7. mov eax, 0 — Set return value to 0

• Opcode: b8 00 00 00 00
• Sets eax (the lower 32 bits of rax) to 0. In the System V ABI, the return value of a function is passed in rax/eax. This corresponds to return 0; in the source.
• Writing to eax implicitly zero-extends to the full 64-bit rax register (an x86-64 rule), so rax = 0.
• The compiler chose mov eax, 0 (5 bytes) over xor eax, eax (2 bytes) here because optimisation is at -O0 (default). At -O2, GCC would use the shorter xor form.

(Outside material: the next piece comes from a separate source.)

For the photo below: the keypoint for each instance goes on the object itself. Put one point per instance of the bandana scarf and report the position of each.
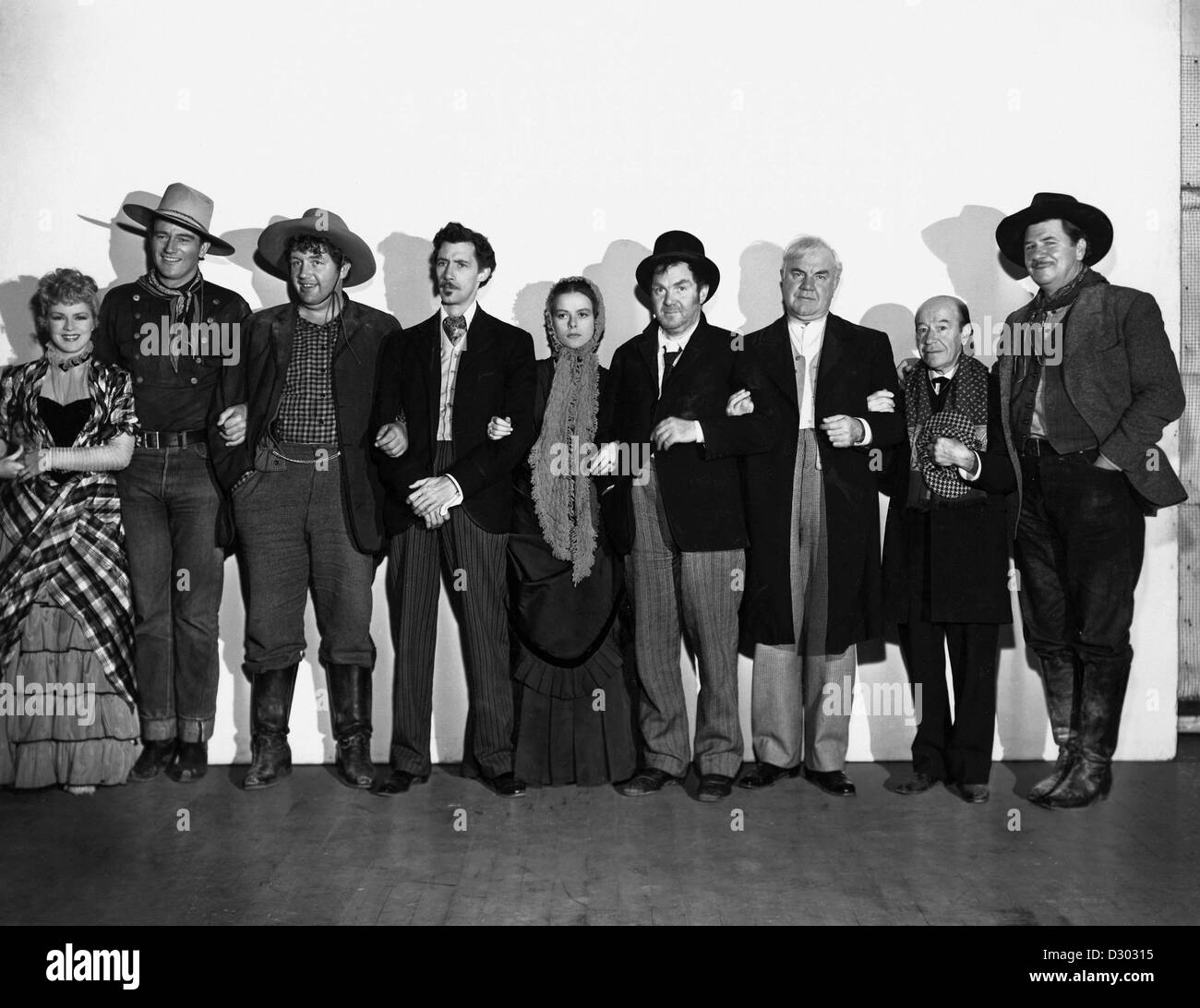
(564, 498)
(184, 301)
(964, 415)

8. pop rbp — Restore the caller's frame pointer

• Opcode: 5d
• Pops the saved rbp from the stack, restoring the caller's stack frame. This is the function epilogue, paired with push rbp from step 2.

9. ret — Return to caller

• Opcode: c3
• Pops the return address off the stack into RIP, transferring control back to the caller (__libc_start_main in the CRT, which called main). The CRT then calls exit(0) with the value main returned.

---

Summary

Source Line	Assembly	Purpose
int main(void) {	endbr64 + push rbp + mov rbp, rsp	CET landing pad + stack frame setup
printf("Hello, World!\n");	lea rax, "Hello, World!" + mov rdi, rax + call puts	GCC optimised printf → puts
return 0;	mov eax, 0	Put 0 in the return register
}	pop rbp + ret	Tear down frame, return to CRT

The function is 30 bytes total, with no branches — a single straight-line basic block. Clean, minimal, and exactly what you'd expect from an unoptimised "Hello, World!".

---

Audit generated with Radare2 v5.5.0 on Linux x86-64.